Sabathia more than holds his own with Andy Pettitte, David Wells, David Cone and El Duque, but the drop off from Sabathia to Garcia is enormous. Pettitte, Wells, Cone and Hernandez were all aces.

How do Burnett, Hughes, Nova (who is the most reliable pitcher after C.C.) and Garcia compare to them?

There is no free agent pitcher who will be worth the money it will cost to sign him, with one possible exception. C.J. Wilson showed his "stuff" this past October. The Yankees should hope that a contending team signs him so they can face him in the playoffs.

Mark Buehrle is another story. Buehrle, who will be 33 years old, is Tommy John. Like John, he is a crafty left-hander who makes up for not being overpowering by keeping the hitters off balance. He is a winner who has pitched a no-hitter as well as a perfect game—shades of David Wells and David Cone.

In 1980, Tommy John won 22 games as the Yankees won the division but were knocked off in the playoffs by Kansas City. The problem was that the Yankees lacked reliable starters after John. It was similar to how it is today.

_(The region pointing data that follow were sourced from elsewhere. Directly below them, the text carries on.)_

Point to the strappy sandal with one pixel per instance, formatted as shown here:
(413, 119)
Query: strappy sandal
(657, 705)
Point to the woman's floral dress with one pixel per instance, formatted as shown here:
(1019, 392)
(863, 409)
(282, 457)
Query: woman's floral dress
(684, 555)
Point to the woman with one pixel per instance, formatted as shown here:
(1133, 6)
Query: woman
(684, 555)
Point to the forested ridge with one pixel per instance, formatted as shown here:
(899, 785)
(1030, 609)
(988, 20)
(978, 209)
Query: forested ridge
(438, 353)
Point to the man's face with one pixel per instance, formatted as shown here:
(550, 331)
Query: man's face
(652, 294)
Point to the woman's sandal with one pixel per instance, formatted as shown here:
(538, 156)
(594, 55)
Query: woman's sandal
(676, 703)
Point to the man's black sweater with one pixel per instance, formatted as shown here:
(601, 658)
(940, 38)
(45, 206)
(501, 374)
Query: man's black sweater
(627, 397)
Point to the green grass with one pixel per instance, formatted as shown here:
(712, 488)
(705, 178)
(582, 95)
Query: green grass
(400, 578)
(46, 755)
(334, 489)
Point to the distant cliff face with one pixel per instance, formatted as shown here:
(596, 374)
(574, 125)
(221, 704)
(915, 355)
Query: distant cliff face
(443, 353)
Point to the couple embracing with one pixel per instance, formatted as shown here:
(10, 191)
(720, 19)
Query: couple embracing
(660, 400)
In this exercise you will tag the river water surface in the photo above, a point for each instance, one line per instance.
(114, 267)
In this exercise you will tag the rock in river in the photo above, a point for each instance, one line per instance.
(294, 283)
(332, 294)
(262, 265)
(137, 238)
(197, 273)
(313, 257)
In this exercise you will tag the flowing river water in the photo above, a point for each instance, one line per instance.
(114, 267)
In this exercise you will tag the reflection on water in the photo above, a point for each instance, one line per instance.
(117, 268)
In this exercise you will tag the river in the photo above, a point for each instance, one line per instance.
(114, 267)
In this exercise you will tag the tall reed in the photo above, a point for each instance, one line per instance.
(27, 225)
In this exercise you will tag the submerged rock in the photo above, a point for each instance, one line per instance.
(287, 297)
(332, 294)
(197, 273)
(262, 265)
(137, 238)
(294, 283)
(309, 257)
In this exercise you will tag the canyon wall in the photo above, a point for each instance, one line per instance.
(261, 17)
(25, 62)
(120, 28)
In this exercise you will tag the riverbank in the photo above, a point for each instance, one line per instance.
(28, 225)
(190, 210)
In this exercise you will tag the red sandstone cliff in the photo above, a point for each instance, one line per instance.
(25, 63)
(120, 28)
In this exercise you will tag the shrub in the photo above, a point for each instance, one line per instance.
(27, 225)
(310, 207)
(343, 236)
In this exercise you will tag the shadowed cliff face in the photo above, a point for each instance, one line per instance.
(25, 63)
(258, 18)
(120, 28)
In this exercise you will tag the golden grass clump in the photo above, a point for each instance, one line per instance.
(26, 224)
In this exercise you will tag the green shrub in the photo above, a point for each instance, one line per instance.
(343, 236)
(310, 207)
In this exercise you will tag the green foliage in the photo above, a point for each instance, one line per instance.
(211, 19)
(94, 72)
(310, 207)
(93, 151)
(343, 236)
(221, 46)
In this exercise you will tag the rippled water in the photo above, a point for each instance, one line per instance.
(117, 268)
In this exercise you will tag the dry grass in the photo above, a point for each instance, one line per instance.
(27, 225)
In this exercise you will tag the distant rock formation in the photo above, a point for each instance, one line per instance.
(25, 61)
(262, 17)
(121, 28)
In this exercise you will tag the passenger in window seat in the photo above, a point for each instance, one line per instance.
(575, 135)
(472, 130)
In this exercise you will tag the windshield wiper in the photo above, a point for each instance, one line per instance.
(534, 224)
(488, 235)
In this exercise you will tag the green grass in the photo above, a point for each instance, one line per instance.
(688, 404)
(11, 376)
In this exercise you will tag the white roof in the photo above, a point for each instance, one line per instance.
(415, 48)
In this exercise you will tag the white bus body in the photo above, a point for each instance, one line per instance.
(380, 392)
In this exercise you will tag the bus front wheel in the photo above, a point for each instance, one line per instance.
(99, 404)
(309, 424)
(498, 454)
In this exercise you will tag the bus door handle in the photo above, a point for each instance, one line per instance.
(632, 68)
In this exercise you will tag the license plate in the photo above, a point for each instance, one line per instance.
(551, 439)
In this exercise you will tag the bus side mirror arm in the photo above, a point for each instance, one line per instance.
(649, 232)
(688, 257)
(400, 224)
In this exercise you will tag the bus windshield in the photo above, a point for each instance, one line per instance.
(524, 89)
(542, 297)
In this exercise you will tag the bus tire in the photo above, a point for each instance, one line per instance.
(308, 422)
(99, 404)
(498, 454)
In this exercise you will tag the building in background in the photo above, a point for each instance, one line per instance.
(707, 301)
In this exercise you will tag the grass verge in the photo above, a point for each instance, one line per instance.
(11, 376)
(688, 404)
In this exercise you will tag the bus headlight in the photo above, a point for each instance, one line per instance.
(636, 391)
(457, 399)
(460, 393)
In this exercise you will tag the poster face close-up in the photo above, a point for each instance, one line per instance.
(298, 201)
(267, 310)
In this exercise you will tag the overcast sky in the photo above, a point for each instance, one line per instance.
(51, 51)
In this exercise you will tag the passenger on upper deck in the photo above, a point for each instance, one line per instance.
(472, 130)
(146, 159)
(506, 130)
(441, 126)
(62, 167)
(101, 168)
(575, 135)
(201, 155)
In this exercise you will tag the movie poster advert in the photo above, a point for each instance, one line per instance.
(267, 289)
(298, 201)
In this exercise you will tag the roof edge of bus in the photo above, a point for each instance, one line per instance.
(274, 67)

Ron Guidry had a pedestrian season, Tom Underwood was a left-handed Freddy Garcia and Luis Tiant was no longer fooling anyone. Dick Howser didn't give Rudy May enough starts.

By signing Buehrle, the Yankees will give Sabathia what John lacked. Buehrle will not dominate, but he is reliable and would give the Yankees the starting pitcher they sorely lacked last season.

If the Yankees' management really wanted to win, they would obtain a reliable starter to follow Sabathia.